A Genova in scena l’Elisir d’amore nella storica produzione firmata da Emanule Luzzati e Filippo Crivelli

A Genova in scena l’Elisir d’amore
A Genova in scena l’Elisir d’amore

Era il maggio 2004 quando Emanuele Luzzati creò, insieme al regista Filippo Crivelli, questo magico Elisir d’amore per la sua amata Genova e lo spettacolo sembra mantenere, a più di dieci anni dalla ‘premiere’, quella miscela di fresca ingenuità e raffinato gioco teatrale che lo caratterizzava.

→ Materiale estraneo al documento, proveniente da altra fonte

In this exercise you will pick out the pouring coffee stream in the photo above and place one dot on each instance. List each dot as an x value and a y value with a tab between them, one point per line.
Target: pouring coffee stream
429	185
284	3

Luzzati aveva infatti creato uno spazio scenico semplice, giocato sui colori del sole dove il teatro veniva semplicemente evocato attraverso i suoi strumenti di sempre (semplici quinte, teatrini, scatole magiche) che diventavano protagonisti, insieme agli artisti, della pièce.

Così anche oggi la leggera ironia dei tratti luzzatiani si abbina ad una  regia semplice e pulita che gioca sui piccoli sentimenti e sul ricordo (la sedia a dondolo, unica protagonista ad apertura di sipario che diverrà poi culla, alla sua chiusura, ai due giovani innamorati) vissuto, non come strumento di sterile ripiegamento ma piuttosto quale tonificante e sicuro stimolo nell’affrontare un futuro dai profili, ogni giorno, sempre più corrosi.

La campagna indefinita, descritta da Felice Romani, vive infatti di pennellate estive e morbide sfumature, ospitando un gioco scenico sobrio ma ricco di velato umorismo ( i soldatini di latta di Belcore) che, senza pretestuose gag o sterili lazzi, accompagna la trama con l’avvolgente cadenza di una calda lettura famigliare.

Francesco Meli resta, ad oggi, il Nemorino migliore che si possa desiderare e non tanto per la bellezza del timbro, sempre sapientemente cesellato, quanto per l’intelligenza e la raffinatezza dell’interprete che, in questo particolare ruolo, emerge con netta evidenza.

Attento ad ogni singola frase, il suo Nemorino alterna con misura i momenti musicali,  evidenziando, con l’uso della mezzavoce ma anche lunghe pause o ‘filati’, la peculiare scrittura donizettiana che in questo momento sembra  musicalmente voler dire altro, andare altrove e realizzare, nella figura del protagonista, un singolare eroe romantico che, davvero titanicamente, lotta per il suo amore con la sorte e le circostanze. Così la sua stoltezza diviene semplicità ed il suo amore per Adina,  poesia.

Un bel lavoro dunque quello del giovane artista su questo personaggio, che sembra ancora cresciuto dal punto di vista teatrale, acquisendo un’infinità di sfumature e di raffinate chiavi espressive.

Ugualmente ben aderente al suo ruolo l’Adina di Serena Gamberoni, sempre musicalmente precisa, che, con la peculiare vocalità che la caratterizza, ben tratteggiava nel personaggio, quella miscela di garbata e fanciullesca freschezza che ne distingue i tratti.

Ottimamente in linea con i colleghi, sotto il profilo prettamente teatrale, si poneva il Dulcamara di Alfonso Antoniozzi che, finalmente privato di una comicità che non gli appartiene, lascia lazzi e numeri al suo servitore e si pone come un vero venditore moderno che, sapendo ben usare ad effetto la parola (certo con più raffinatezza ed arguzia degli attuali colleghi) in un villaggio di analfabeti, mal si trova quando deve fronteggiarsi con Adina,  che ben la conosce.

Un bel gioco di ruoli dunque, teatralmente convincente e dinamico, dal quale non si sottraeva il Belcore, un po’ sfocato vocalmente ma teatralmente convincente, di Federico Longhi.

Completavano il cast Marta Calcaterra (Giannetta) ed il mimo Luca Alberti.

Il M° Daniel Smith guidava con piglio energico e serrato l’Orchestra del Teatro Carlo Felice, riuscendo ad ottenere, da solisti e coro, compattezza e giusto amalgama musicale.

Teatro Carlo Felice gremito e successo pieno (con bis de “Una furtiva lacrima “) per tutti gli interpreti ed il Direttore.